Am 11. März 2008 hatte die Europäische Kommission („Kommission“) im Fall COMP/38.543 - internationalen Umzugsservice (International Removal Services) – mehrere Geldbußen für belgische Umzugsunternehmen aufgrund Ihrer Teilnahme an einem Kartell bezüglich direkte sowie indirekte Preis- und Submissionsabsprachen verhängt. Einer der Teilnehmer war die Gosselin Gruppe NV („Gosselin“), deren Anteile zu 92% der Stichting Administratiekantoor Portielje(„Portielje“) und 8% der Vivet in Gosselin NV gehörten, in denen Portielje wiederrum 99,87% gehört.

Portielje ist eine Stiftung die keine kommerziellen Tätigkeiten betreibt, sondern „bringt Familien-Aktionäre zusammen, um eine einheitliche Verwaltung zu gewährleisten“. Daher hat die Kommission Portielje die gesamtschuldnerische Haftung mit Gosselin für eine Geldbuße in Höhe von EUR 370,000 verhängt. Diese wurde im Nachhinein auf EUR 270,000 gemindert.

Am 16 Juni 2011 hat das Gericht in den verbundenen Rechtssachen T-208/08 Gosselin Gruppe und Stichting Administratiekantoor Portielje v Kommission und T-209/08 Stichting Administratiekantoor Portielje v Kommission die gesamtschuldnerische Geldbuße in Höhe von EUR 270,000 für Portielje aufgehoben.

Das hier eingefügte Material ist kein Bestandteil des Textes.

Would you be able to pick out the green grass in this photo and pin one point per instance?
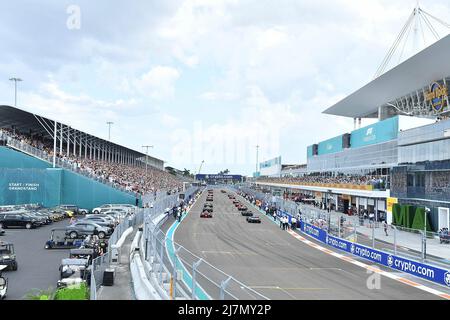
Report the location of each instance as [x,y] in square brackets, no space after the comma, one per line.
[76,292]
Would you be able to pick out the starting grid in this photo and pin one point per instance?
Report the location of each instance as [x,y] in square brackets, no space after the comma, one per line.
[431,273]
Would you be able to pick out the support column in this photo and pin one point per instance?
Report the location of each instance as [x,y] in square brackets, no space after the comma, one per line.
[61,140]
[68,142]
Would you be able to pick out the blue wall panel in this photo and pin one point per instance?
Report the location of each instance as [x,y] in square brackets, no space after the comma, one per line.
[378,132]
[332,145]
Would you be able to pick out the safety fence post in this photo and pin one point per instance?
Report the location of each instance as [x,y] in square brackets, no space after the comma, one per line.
[373,237]
[161,260]
[175,272]
[395,239]
[223,287]
[195,265]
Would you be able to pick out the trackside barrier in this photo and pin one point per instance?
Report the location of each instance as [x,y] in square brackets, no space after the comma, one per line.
[428,272]
[180,274]
[143,290]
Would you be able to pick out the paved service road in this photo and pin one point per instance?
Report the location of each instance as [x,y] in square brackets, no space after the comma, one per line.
[38,268]
[273,262]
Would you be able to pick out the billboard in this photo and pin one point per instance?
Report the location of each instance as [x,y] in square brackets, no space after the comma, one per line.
[218,177]
[309,152]
[382,131]
[271,167]
[332,145]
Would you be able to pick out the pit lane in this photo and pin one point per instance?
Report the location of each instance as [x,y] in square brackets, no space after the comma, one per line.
[273,262]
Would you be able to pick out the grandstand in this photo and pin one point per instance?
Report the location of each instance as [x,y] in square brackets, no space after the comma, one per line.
[403,158]
[57,145]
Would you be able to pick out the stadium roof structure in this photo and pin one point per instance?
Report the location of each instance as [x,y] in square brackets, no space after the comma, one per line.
[26,122]
[418,71]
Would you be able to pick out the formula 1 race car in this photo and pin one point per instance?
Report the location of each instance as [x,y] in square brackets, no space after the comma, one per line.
[208,208]
[206,214]
[3,283]
[247,213]
[253,219]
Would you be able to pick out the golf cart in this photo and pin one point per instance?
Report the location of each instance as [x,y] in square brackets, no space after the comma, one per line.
[60,240]
[73,271]
[8,256]
[83,253]
[3,283]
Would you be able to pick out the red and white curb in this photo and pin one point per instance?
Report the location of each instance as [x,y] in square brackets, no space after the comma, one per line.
[368,267]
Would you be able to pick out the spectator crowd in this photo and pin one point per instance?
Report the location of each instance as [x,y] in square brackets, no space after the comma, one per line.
[135,179]
[378,182]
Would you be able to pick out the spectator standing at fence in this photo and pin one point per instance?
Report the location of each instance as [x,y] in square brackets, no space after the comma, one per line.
[385,227]
[293,223]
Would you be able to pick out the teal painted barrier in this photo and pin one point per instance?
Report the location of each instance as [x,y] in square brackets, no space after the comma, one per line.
[187,278]
[25,179]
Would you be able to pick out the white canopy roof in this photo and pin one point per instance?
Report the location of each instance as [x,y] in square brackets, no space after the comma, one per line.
[427,66]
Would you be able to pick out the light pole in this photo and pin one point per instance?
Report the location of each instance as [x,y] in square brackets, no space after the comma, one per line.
[109,123]
[257,151]
[15,88]
[146,156]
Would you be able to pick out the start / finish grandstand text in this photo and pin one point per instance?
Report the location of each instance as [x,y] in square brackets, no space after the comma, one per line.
[216,150]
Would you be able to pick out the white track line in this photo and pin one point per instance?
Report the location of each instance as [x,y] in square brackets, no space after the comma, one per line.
[371,268]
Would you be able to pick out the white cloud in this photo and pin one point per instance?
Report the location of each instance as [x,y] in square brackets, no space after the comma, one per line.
[159,82]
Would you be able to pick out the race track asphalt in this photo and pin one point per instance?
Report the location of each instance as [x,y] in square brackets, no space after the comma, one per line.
[38,267]
[274,263]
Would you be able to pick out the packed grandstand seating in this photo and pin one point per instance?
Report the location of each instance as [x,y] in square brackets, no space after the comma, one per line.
[378,182]
[127,177]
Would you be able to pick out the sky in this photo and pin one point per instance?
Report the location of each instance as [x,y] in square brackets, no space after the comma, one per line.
[201,79]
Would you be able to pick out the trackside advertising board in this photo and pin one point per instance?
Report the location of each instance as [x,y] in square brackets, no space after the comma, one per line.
[332,145]
[431,273]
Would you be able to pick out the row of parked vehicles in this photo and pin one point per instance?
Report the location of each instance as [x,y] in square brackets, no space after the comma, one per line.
[208,206]
[89,237]
[30,218]
[86,235]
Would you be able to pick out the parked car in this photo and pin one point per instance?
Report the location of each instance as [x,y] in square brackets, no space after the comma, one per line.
[113,217]
[247,213]
[18,221]
[108,207]
[254,219]
[45,216]
[40,220]
[60,240]
[71,207]
[73,271]
[60,213]
[3,283]
[104,222]
[8,255]
[85,228]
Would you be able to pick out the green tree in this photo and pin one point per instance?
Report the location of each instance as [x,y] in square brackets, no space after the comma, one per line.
[419,220]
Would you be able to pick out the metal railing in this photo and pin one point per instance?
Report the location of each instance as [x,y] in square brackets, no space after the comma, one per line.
[138,218]
[407,243]
[186,275]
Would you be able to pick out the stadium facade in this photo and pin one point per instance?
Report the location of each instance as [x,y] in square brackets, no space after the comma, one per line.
[408,149]
[30,174]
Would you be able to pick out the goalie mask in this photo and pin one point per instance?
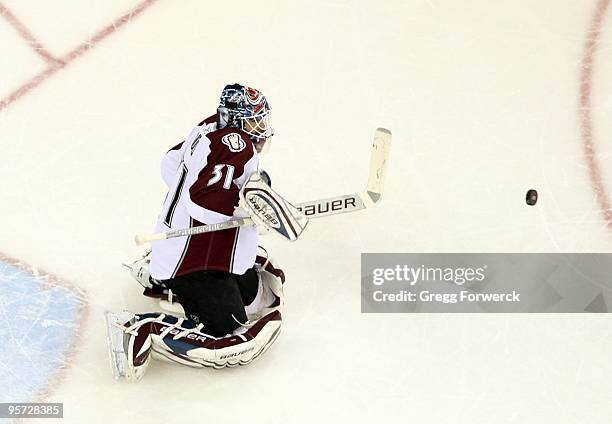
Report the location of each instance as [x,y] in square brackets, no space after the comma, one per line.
[247,109]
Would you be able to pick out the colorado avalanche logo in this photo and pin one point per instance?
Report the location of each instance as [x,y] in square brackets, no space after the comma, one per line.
[234,141]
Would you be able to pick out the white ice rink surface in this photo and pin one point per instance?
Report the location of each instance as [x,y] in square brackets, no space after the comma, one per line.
[484,101]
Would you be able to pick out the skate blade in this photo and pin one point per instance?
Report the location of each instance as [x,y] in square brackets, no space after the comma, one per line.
[115,336]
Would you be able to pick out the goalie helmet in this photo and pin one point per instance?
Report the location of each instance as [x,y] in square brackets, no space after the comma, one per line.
[247,109]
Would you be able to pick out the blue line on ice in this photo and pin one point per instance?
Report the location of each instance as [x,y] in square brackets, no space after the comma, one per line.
[37,327]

Nach Auffassung des Gerichts stellte Portielje keine wirtschaftliche Einheit mit Gosselin im wettbewerbsrechtlichen Sinne dar, da die Kommission nicht bewiesen hatte, dass Portielje weder einen direkten noch einen indirekten bestimmenden Einfluss auf das Management von Gosselin hatte und somit wirtschaftlich tätig war. Des Weiteren hätte die Kommission die Haftung von Gosselin an Portielje irrtümlich zugerechnet, da diese keinen entscheidenden Einfluss auf Gosselin auswirkte. Folglich hat das Gericht die Entscheidung der Kommission bezüglich Portielje aufgehoben.

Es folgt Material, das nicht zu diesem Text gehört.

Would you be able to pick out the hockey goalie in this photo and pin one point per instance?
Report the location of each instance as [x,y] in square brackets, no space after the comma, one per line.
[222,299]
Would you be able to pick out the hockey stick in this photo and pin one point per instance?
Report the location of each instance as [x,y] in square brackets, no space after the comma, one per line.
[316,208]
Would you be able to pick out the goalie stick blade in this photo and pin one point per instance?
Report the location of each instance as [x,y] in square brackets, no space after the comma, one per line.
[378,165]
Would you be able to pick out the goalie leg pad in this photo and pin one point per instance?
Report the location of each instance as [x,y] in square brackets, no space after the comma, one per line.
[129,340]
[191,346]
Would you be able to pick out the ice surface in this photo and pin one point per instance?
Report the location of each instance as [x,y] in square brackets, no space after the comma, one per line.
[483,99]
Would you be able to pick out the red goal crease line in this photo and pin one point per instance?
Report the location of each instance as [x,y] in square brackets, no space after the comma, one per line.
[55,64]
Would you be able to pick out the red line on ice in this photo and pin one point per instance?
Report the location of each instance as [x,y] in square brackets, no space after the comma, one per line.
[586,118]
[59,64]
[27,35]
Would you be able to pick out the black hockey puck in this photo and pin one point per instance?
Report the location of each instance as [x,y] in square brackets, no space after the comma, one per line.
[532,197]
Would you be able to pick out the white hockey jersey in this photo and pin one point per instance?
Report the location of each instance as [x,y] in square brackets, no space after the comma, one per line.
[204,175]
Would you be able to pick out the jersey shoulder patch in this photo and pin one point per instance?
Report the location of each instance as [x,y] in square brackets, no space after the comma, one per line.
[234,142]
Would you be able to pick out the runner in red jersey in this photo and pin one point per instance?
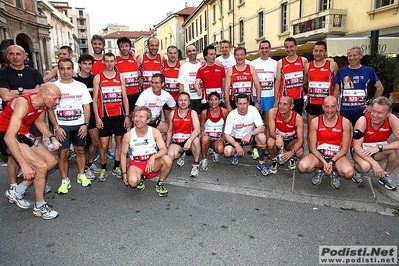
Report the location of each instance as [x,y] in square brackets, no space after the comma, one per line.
[329,137]
[98,44]
[128,68]
[150,63]
[20,146]
[111,107]
[241,78]
[183,131]
[320,76]
[211,75]
[286,134]
[370,142]
[289,75]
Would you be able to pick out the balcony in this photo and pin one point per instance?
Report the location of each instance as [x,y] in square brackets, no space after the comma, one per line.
[327,22]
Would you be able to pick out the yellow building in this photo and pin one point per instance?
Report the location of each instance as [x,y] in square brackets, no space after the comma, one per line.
[170,31]
[247,22]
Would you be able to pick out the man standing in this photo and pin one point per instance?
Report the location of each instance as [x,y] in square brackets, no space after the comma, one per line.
[16,142]
[320,75]
[240,78]
[289,75]
[266,69]
[150,63]
[351,86]
[183,131]
[329,137]
[155,99]
[147,153]
[187,76]
[211,75]
[98,44]
[86,63]
[286,134]
[244,126]
[111,109]
[71,122]
[127,66]
[370,142]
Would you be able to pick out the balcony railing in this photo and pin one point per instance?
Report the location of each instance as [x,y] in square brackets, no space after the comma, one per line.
[331,21]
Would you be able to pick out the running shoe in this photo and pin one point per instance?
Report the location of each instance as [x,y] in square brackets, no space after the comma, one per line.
[160,188]
[110,154]
[65,186]
[335,180]
[204,165]
[387,182]
[273,167]
[96,156]
[292,164]
[262,168]
[14,197]
[215,157]
[117,172]
[234,160]
[180,161]
[89,174]
[103,175]
[317,178]
[83,180]
[45,211]
[195,170]
[95,169]
[357,177]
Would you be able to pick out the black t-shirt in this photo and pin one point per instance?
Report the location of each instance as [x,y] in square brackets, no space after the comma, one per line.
[88,82]
[26,78]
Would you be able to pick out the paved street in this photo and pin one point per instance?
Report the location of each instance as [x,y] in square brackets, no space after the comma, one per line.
[230,215]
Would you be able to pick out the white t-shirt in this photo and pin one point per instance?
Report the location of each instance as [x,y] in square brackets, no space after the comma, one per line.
[155,102]
[239,125]
[70,111]
[266,70]
[187,77]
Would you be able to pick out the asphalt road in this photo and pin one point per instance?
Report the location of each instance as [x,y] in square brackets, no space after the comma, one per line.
[110,224]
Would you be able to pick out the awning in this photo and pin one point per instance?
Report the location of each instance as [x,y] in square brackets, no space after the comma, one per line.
[340,46]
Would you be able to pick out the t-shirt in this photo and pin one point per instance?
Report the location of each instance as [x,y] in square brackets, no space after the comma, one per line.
[239,125]
[354,92]
[70,111]
[155,102]
[187,76]
[266,70]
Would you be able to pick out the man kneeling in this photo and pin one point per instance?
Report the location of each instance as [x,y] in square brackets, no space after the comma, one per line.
[147,153]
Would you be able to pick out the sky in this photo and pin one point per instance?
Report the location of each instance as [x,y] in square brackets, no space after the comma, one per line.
[138,15]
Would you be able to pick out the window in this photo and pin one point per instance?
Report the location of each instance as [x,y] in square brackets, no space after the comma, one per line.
[200,24]
[284,24]
[241,30]
[19,3]
[381,3]
[214,13]
[325,4]
[260,21]
[231,34]
[205,20]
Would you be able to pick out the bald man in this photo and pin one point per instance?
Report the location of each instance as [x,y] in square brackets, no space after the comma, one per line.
[23,149]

Nichtsdestotrotz hat das Europäische Gerichtshof (“EuGH”) am 11. Juli 2013 das o.g. Urteil des Gerichts im Fall 440/11 P, Kommission v Stichting Administratiekantoor Portielje, aufgehoben, da Portielje doch eine Hundertprozentige Kontrolle über Gosselin hatte. Die bloße nicht-Teilnahme von Muttergesellschaften an geschäftsführenden Entscheidungen von einer Tochtergesellschaft reicht nicht zur Widerlegung der Vermutung auf, dass ein bestimmender Einfluss ausgeübt wird.

Dieses Urteil steht im Einklang mit der bisherigen weiten Auslegung des EuGH bezüglich der elterlichen Haftung.